New Report Identifies State Policy as the Primary Driver of Rising Electric Bills

November 14, 2025

By Lisa Linowes

Executive Summary

A new white paper written by Lisa Linowes—energy policy analyst and Civilization Works’ Energy and the Environment Director—and released by the Massachusetts-based Fiscal Alliance Foundation finds that the sharp rise in Massachusetts electric bills over the past decade is driven primarily by state-mandated climate and energy programs, not by utility mismanagement. The report, Massachusetts Electric Costs: The Real Source of the Problem, shows that policy surcharges embedded in residential electric rates have quadrupled since 2014—rising from $15 to $59 per month—and now comprise nearly one-third of the typical household bill. During this same period, the average monthly bill climbed from $113 to $204, almost twice the rate of inflation.

The analysis notes that Massachusetts ratepayers now fund roughly $4.4 billion annually for climate-related programs—including the Renewable Portfolio Standard (RPS), the Regional Greenhouse Gas Initiative (RGGI), Mass Save, and solar incentive programs—yet there is no clear link between these surcharges and measurable carbon-reduction outcomes.

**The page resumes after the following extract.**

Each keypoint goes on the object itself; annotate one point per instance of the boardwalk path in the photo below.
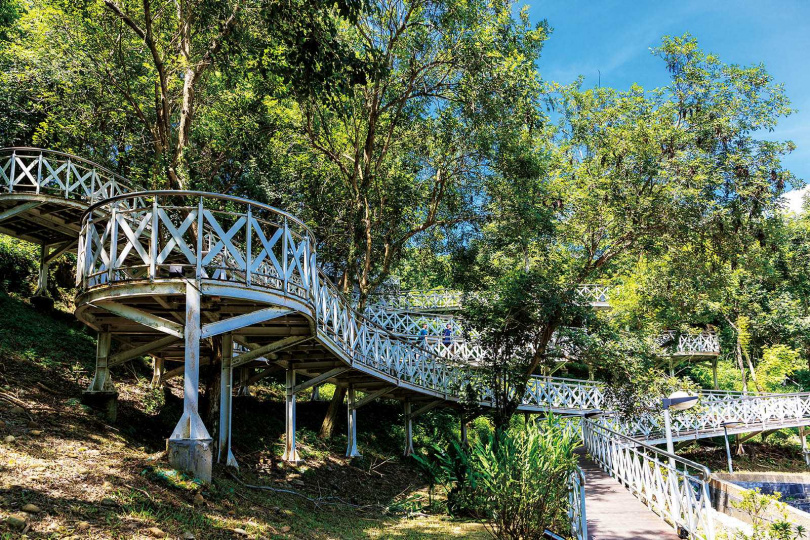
(613, 512)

Linowes emphasizes that the analytical model used in the report—tracking program-level surcharges against actual bill impacts and documented emission outcomes—can be applied in other states with aggressive climate-policy frameworks to determine whether similar mandates are major contributors to rising ratepayer costs. The study concludes that meaningful affordability relief in Massachusetts will require legislative reform.